- Born: Valentine J. Joyce 14 February 1931 Rathgar, Dublin, Ireland
- Died: 8 October 2022 (aged 91) Blackrock, Dublin, Ireland
- Resting place: Kilternan Cemetery Park
- Education: St Mary's College University College Dublin
- Occupation: Broadcaster
- Years active: 1956-2006
- Employer: Raidió Teilifís Éireann (RTÉ)
- Notable work: Airs and Graces; Sound of Light; Pop Call; Late Date;
- Spouse: Vera Morgan
- Children: 5

= Val Joyce =

Irish radio presenter (1931–2022)

Valentine J. Joyce (14 February 1931 – 8 October 2022) was an Irish radio broadcaster who was active on Raidió Teilifís Éireann (RTE).

==Early life==
Joyce was born on 14 February 1931. He was educated at St Mary's College in Rathmines, before completing a BComm at University College Dublin. His first job was as a clerk with a shipping company.

==Career==
Joyce worked with the Irish Hospitals' Sweepstake as an accountant before his radio career began in the 1950s when a number of sponsored programmes were broadcast on Radio Éireann. One of those sponsored slots was taken by the Irish Hospitals' Sweepstake and Joyce was chosen as presenter. When Telefís Éireann began he voiced a number of television commercials. He also presented Sound of the Light, the broadcasts of the Radio Éireann Light Orchestra, and started the programme Pop Call in the 1960s, the first ever phone-in pop request programme.

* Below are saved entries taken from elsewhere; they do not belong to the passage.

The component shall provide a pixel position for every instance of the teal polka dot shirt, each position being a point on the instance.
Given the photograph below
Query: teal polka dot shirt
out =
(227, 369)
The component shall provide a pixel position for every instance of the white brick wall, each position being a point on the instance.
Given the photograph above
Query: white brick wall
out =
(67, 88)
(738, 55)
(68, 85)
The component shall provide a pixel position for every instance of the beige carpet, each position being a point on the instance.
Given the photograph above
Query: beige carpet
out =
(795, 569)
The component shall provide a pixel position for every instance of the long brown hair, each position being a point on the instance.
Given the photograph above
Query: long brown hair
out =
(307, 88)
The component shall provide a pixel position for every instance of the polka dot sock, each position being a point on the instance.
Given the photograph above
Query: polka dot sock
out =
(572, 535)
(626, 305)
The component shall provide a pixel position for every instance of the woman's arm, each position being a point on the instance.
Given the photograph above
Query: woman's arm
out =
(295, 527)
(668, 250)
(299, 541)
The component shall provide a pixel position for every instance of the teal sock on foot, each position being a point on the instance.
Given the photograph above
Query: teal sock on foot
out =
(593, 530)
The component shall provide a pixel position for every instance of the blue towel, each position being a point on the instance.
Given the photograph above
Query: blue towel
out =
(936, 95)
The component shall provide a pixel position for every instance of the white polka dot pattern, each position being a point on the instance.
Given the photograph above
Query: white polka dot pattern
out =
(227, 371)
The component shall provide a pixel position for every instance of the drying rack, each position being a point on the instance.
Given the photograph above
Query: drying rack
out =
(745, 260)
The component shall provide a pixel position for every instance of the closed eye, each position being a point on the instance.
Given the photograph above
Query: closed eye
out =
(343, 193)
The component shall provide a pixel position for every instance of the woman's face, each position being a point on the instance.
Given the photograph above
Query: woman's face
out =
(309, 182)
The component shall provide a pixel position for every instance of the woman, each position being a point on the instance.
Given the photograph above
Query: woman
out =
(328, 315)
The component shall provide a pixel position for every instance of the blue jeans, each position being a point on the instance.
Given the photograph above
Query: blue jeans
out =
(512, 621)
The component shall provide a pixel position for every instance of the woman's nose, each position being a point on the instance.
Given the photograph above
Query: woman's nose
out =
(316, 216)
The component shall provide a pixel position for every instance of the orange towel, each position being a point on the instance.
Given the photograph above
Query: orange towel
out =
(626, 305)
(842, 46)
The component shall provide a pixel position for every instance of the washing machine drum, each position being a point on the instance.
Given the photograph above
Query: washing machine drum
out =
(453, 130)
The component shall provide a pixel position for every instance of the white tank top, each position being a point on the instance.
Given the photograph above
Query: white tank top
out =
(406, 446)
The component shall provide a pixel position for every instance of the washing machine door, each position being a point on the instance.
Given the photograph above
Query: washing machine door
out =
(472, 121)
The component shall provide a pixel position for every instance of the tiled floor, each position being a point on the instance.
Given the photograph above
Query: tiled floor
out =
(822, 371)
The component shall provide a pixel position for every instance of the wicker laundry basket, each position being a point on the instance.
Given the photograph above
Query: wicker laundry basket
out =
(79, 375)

Joyce was best-known for Airs and Races, which ran on Saturday afternoons between 1974 and 1991 and featured songs as well as sporting events, including horseracing. He also presented Ireland's Choice with Val Joyce and then, for over 15 years, Late Date until the programme was axed in 2006.

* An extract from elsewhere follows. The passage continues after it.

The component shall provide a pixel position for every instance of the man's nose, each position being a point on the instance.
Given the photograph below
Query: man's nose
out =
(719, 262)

==Personal life and death==
Joyce met dancer and singer Vera Morgan at a party following the opening night of Telefís Éireann in 1961. They became engaged after attending the second ever recording of The Late Late Show in July 1962 and were married soon after. The couple had five children. Vera Joyce predeceased her husband in October 2016.

Joyce died at Ferndene nursing home in Blackrock on 8 October 2022, at the age of 91.